If 2013 was a good year, then 2014 can be described as total disappointment. We realize that this is a not a good opening for a letter. It does sound depressing. However, that is the reality of how we are doing in 2014. On brighter note, it is a year that teaches us about contentment, gratitude and humility.

Soul-Searching

Our performance this year causes a period of soul-searching for us. We are beaten by the index around 1-2%, while the best funds are doing 30-40% return. Are we doing the right thing by insisting on value approach? Or value just doesn’t work in Indonesia? Why do so much research on company fundamentals, and why take so much concentrated risk if it is possible to return that kind of numbers using other methodologies?

In 2013, we were tempted to experiment on other strategies such as those based on technical, momentum, and market flow. Our retreat from those strategies might explain our outperformance in 2013. When the calendar turns to 2014, we are quite committed not to do the same mistake again. That is apparent from our portfolio turnover that decreases from 320% to 136%.[1] However, the avoidance of the strategies also causes us to miss some of the potential gains in the market. We missed out on the buying at the dip early in the years. Our conviction was the market was not cheap enough. Apparently we are still waiting for people to panic, while some of the less pessimistic value investors had gone in to look for bargain. Clearly, this year, we have been more pessimistic than required; it is reflected from our average cash holding from 22% in 2013 to 36% in 2014.[2] Are we shaken by this? Yes, but eventually we realized that we need to stay true to our core beliefs. We cannot let result of one year to evaluate our conviction. Our concern is not whether our foundation is correct (if the concept of buying a good company with margin of safety is invalid, then at least we die trying); our concern should be focused on the application of that principle.
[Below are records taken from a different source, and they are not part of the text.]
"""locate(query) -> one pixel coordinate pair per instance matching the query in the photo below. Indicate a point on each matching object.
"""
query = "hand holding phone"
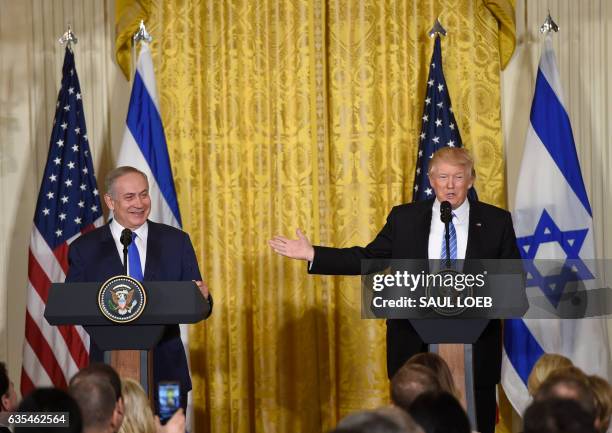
(169, 399)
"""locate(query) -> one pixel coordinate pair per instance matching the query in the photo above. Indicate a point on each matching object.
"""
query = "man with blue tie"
(158, 252)
(415, 231)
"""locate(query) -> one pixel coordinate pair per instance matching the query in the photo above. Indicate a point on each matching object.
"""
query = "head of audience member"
(568, 383)
(451, 174)
(106, 373)
(410, 381)
(98, 403)
(440, 368)
(603, 402)
(8, 396)
(138, 416)
(52, 400)
(557, 415)
(383, 420)
(545, 365)
(127, 195)
(427, 408)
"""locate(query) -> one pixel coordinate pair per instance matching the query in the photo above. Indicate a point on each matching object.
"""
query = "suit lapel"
(422, 228)
(153, 253)
(109, 249)
(475, 232)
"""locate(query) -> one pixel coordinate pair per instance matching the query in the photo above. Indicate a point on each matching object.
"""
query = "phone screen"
(169, 399)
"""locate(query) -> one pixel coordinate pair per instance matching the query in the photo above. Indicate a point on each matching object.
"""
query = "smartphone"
(169, 399)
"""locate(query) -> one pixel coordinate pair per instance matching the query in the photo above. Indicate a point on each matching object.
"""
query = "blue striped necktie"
(135, 267)
(452, 241)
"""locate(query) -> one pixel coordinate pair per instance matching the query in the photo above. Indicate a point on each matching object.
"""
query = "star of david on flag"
(553, 221)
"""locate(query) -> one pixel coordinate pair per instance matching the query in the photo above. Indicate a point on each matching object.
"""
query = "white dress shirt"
(461, 221)
(142, 234)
Value investing is analogous to our faith. We will never get 100% certainty that a method will work. It is exacerbated by the fact that to find out whether a method will work as intended, we need decades of application. Yes, we can refer back to the textbook or biography of the successful value investors, but reading and knowing are very different from actually walking through it. When doing it, there is always a lingering question whether we missed something or made mistake along the way. To our consolation, at least investing is a much easier topics than salvation. In salvation, we put our hope and faith in a belief, and wait until we wake up at the other side of life to find out. In investing, the worst thing that can happen is to wake up one bright day and found out that the 40 years of application has been proven wrong by one swipe of massive underperformance or total loss. Well, at least we still have our lives and souls (If you think that is not true, and losing soul is less painful than losing wealth, we suggest you contact the nearest monastery / church to get your soul checked out).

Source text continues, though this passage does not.